Wednesday, 10 February 2016

New Forest Delight

Tuesday 9th February 2016 Light W Mostly Sunny, One heavy Hail shower PM

Through Lyndhurst, New Forest, I pause at a shop window. I must have what I see and enter the charity shop to buy such a wonderful item. It goes onto the back of Oscar the Orca and next to Scaggy the Rabbit.

The charity being supported by the shop is the Shaw Trust, a charity for helping disabled people into work, a very worthy cause and thank you Penny, the friendly lady at the counter, for pointing out Tigger's features to me.


To Acre's Down, I hide the bike and walk up a ridge. I have four target birds today; goshawk, hawfinch, lesser spotted woodpecker and crossbills. As soon as I reach the top of the ridge I can see a goshawk patrolling over a distant forest.

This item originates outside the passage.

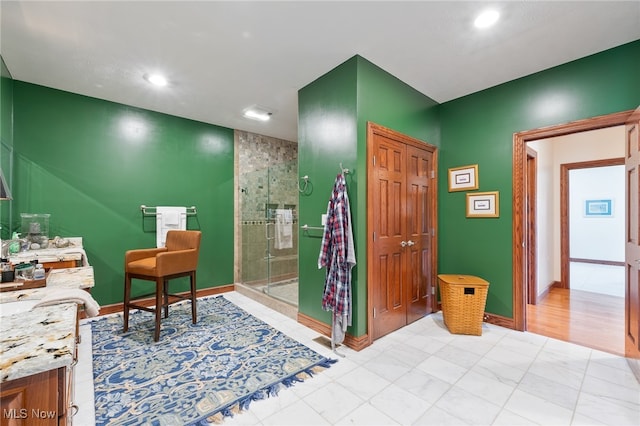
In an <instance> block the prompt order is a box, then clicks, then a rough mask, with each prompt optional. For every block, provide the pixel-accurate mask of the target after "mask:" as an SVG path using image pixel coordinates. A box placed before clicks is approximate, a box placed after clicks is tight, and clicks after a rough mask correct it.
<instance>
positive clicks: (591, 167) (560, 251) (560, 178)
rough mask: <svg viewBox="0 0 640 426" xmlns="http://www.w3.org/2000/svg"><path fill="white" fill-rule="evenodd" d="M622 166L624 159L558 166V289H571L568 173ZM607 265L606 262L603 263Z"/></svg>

I walk another few hundred yards along the ridge, through silver birch and holly woodland and out onto gorse and heather heath. From a end viewpoint I sit and watch as the goshawk still flies along high over the trees.
Another birder, John, an ecologist from Oxford, joins me and we watch as the goshawk is joined by a larger female. The views of this pair are the best I have had of goshawk for a number of years. Previously I have watched these magnificent birds of prey at New Fancy RSPB viewpoint in the Forest of Dean, Gloucestershire. This pair are much closer. John finds another one perched up on a tree quite some distance from us. I then see two hawfinches fly past us just after a raven has cronked it's way past us. Both sparrowhawk and buzzard pass us too.


I leave John to explore the woodland down in the valley and immediately notice a small herd of roe deer beneath some small holly trees. I kneel to photograph them just as a low flying goshawk glides past.


Deep in the wood of oak, beech and silver birch I find a fallen tree and sit on it in the hope that birds will pass. A very quick sparrowhawk does but little else in half an hour or so.
Moving along through the holly and alder trees, negotiating deep muddy depressions, I continue to search for birds yet seeing very few. A few long-tailed tits are in the birch canopy and there is the occasional singing robin. On reaching a gravelly bridleway, I stop as a great spotted woodpecker is drumming on a nearby oak tree. It tries one branch but it isn't resonant enough. It moves to another and the staccato sound produced is much more to the bird's liking.
A small flock of chaffinches lands on twigs of a silver birch nearby and then a flock of four crossbills lands on a tall oak behind them.

The blue sky has been replaced by threatening dark grey clouds and the hail that falls so intensely for twenty minutes or so covers the ground like snow.

The year lost now stands at 158 and may be seen on Bubo:-


This is nineteen ahead of where I was this time last year.